Anemia II- Krafts

Question 1

What is a hemoglobinopathy?

Answer 1

Qualitative hemoglobin abnormality (can lead to hemolysis and vaso-occlusion)

Question 2

What is the best lab test for hemoglobinopathies?

Answer 2

Hemoglobin electrophoresis

Question 3

What causes sickle cell anemia?

Answer 3

A point mutation in the B chain of hemoglobin that substitutes a valine for glutamate

Question 4

What are some of the clinical findings in sickle cell anemia?

Answer 4

Chronic hemolyisis (due to fragility of sickle RBCs)

Micro-vascular occlusion (can’t bend and stack up on each other)

Leads to ischemia ( like foot ulcers)

Question 5

What would you expect to see in a blood smear of someone with sickle cell anemia?

Answer 5

Sickle cells
Nucleated RBC
Howell-jolly bodies
Pappenheimer bodies
Increased platelet count

Question 6

What are howell jolly bodies and when would you see them?

Answer 6

little remnant of nucleus that don’t get excluded (little black dot in cell)

Seen in sickle cell anemia

Question 7

Chronic hemolysis
micro-vascular occlusion
howell-jolly bodies
nucleated RBCs
increased platelets
pappenheimer bodies

Answer 7

Sickle cell anemia

Question 8

What are the two types of thalasesmia? What is the genetic difference between them?

Answer 8

Alpha thal= DELETION of alpha chains

Beta thal= DEFECTIVE beta chains (problems with transcription, translation, mRNA Processing)

Question 9

what are the two pathologies associated with thalassemia?

Answer 9

Decreased hemoglobin production (because decrease in globin chains)

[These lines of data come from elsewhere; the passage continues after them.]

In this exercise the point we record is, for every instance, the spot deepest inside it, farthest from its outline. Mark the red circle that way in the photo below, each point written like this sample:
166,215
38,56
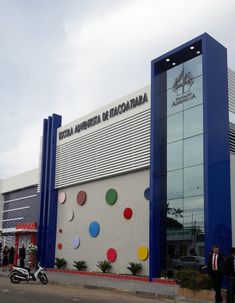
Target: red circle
81,197
59,245
127,213
111,255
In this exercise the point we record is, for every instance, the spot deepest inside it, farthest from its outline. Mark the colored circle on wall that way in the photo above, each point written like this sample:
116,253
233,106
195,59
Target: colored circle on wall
62,197
127,213
111,255
70,215
76,242
94,229
147,193
59,245
143,253
111,196
81,197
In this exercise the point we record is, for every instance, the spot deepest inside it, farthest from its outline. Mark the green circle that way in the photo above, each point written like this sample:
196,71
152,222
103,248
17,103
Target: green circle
111,196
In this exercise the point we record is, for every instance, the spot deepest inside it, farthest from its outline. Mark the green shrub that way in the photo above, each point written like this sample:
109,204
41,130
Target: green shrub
80,265
167,274
193,279
60,262
104,265
134,268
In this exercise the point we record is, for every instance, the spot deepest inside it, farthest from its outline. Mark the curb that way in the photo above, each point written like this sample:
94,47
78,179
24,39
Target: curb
112,276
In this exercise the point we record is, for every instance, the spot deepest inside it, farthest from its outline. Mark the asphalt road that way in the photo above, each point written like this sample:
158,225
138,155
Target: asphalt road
35,292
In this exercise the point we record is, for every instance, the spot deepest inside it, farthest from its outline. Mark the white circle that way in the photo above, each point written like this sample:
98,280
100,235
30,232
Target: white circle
70,215
62,197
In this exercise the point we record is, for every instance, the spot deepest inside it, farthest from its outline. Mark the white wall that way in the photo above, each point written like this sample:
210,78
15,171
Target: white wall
126,236
19,181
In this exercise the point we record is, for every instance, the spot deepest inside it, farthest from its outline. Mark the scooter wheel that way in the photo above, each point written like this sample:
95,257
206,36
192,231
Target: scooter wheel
14,278
43,278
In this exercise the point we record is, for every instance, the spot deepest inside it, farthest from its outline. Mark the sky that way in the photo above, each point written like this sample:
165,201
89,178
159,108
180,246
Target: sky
71,57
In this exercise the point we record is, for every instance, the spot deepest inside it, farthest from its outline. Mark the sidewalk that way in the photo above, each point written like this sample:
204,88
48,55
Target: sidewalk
158,289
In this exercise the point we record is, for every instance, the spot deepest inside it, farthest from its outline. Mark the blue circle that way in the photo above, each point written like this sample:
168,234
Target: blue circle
147,193
94,229
76,242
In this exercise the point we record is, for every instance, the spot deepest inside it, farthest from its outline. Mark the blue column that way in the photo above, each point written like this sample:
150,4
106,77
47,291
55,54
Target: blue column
48,193
216,146
217,201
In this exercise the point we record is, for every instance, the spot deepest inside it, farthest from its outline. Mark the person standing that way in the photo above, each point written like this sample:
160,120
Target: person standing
11,257
229,272
214,267
22,254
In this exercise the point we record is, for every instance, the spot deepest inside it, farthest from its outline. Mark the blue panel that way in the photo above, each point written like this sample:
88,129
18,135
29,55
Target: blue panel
216,147
42,193
48,194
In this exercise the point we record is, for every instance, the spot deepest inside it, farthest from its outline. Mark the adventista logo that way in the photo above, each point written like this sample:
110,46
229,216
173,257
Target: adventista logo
181,87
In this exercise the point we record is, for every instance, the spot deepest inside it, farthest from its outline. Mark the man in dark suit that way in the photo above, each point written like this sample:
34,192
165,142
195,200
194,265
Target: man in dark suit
229,272
214,265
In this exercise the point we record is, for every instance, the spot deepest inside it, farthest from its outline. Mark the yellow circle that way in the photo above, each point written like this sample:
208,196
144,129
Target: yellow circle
143,253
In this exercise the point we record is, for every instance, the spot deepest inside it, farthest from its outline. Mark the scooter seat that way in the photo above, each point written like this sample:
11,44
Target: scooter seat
27,268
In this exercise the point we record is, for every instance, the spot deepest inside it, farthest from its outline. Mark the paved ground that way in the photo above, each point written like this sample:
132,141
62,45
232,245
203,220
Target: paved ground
154,291
58,293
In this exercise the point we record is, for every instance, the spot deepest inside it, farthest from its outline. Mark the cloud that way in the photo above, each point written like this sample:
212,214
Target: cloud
74,57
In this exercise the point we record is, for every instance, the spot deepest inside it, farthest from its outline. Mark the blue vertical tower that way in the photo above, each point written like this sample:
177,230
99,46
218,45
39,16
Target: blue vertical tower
216,157
48,193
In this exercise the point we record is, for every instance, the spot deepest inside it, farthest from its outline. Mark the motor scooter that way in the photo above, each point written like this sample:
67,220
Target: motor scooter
19,274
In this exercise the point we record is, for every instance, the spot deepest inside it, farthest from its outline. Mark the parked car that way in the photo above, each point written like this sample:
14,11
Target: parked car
195,262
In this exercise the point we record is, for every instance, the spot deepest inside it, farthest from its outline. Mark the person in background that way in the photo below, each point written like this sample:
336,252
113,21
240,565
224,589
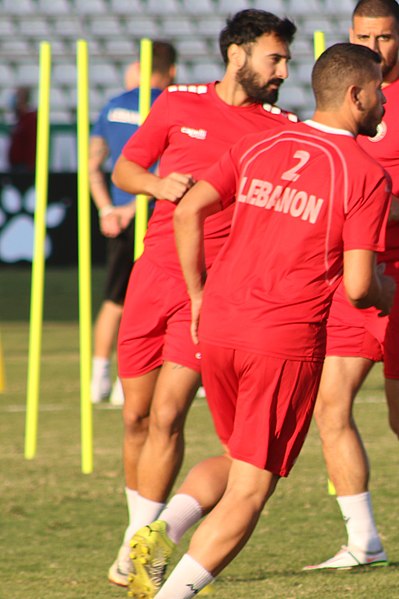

Excess unpaired alpha chains (in beta-thal) or vis versa - which form tetramers = premature RBC destruction

Question 10

Morphology of thalasemmia?

Answer 10

Microcytic
Hypochromatic
Decreased anisocytosis
Basophilic stippling
Target cells
increased severity = more nucleated RBCs

Question 11

What is glucose 6 phosphate dehydrogenase normally used for?

Answer 11

catalyzes initial step in the pentose phosphatepathway, reduces NADP to NADPH in the process

NADPH is used to keep glutathione in reduced state to deal with oxidative stress

Question 12

In what patients blood slide would you see

Cell fragments
micro-spherocytes
Bite cells?

Answer 12

Glucose 6 Phosphate dehdrogenase deficiency

Question 13

What causes bite cells?

Answer 13

G6PD defiecency
Formation of heinz boides (denatured globin that forms round inclusion body and compromised membrane plasticity)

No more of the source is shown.